Extract a regular expression match

Solution 1:

Use the new stringr package which wraps all the existing regular expression operates in a consistent syntax and adds a few that are missing:

library(stringr)
str_locate("aaa12xxx", "[0-9]+")
#      start end
# [1,]     4   5
str_extract("aaa12xxx", "[0-9]+")
# [1] "12"

Solution 2:

It is probably a bit hasty to say 'ignore the standard functions' - the help file for ?gsub even specifically references in 'See also':

‘regmatches’ for extracting matched substrings based on the results of ‘regexpr’, ‘gregexpr’ and ‘regexec’.

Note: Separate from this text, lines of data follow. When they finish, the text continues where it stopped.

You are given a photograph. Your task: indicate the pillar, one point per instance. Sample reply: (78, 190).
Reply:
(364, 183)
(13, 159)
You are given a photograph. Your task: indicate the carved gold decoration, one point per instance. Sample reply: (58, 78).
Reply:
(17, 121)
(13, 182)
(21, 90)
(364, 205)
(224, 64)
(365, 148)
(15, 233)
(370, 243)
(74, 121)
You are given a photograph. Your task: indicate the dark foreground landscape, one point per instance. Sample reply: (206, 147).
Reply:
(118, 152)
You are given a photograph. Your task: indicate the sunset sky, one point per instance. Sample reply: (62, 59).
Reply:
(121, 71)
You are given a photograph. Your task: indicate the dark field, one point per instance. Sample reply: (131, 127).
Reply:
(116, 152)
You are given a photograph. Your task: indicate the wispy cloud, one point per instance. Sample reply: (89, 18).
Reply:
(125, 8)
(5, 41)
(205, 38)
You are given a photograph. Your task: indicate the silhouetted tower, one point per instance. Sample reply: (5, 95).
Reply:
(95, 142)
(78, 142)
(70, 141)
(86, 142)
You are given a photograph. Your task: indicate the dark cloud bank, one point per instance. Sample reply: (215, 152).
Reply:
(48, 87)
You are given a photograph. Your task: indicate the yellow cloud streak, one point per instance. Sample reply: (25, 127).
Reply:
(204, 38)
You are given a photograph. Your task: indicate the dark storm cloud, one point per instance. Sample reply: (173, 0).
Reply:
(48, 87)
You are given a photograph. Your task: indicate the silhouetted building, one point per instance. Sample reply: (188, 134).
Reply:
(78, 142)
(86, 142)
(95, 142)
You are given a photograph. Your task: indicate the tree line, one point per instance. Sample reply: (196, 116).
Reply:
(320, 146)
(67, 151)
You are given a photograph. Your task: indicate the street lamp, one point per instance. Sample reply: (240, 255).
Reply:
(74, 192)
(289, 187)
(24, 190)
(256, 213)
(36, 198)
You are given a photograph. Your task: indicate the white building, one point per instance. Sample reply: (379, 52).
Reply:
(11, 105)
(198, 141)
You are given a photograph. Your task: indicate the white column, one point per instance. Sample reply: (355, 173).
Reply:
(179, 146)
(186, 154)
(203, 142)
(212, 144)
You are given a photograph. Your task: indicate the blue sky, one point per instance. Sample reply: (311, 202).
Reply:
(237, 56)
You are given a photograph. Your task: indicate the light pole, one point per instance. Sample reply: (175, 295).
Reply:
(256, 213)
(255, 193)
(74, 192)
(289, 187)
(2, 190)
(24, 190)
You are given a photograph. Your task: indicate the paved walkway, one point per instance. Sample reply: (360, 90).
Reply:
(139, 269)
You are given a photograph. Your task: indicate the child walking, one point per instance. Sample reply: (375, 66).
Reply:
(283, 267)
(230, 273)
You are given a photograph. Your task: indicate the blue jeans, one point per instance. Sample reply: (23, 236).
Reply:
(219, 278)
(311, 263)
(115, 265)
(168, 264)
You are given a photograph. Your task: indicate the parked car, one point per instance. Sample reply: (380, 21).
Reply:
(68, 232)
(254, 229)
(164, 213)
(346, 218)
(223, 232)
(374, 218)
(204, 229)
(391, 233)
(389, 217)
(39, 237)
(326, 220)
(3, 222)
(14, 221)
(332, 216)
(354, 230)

So this will work, and is fairly simple:

txt <- "aaa12xxx"
regmatches(txt,regexpr("[0-9]+",txt))
#[1] "12"

Solution 3:

For your specific case you could remove all not numbers:

gsub("[^0-9]", "", "aaa12xxxx")
# [1] "12"

It won't work in more complex cases

gsub("[^0-9]", "", "aaa12xxxx34")
# [1] "1234"

Solution 4:

You can use PERL regexs' lazy matching:

> sub(".*?([0-9]+).*", "\\1", "aaa12xx99",perl=TRUE)
[1] "12"

Trying to substitute out non-digits will lead to an error in this case.

Solution 5:

Use capturing parentheses in the regular expression and group references in the replacement. Anything in parentheses gets remembered. Then they're accessed by \2, the first item. The first backslash escapes the backslash's interpretation in R so that it gets passed to the regular expression parser.

gsub('([[:alpha:]]+)([0-9]+)([[:alpha:]]+)', '\\2', "aaa12xxx")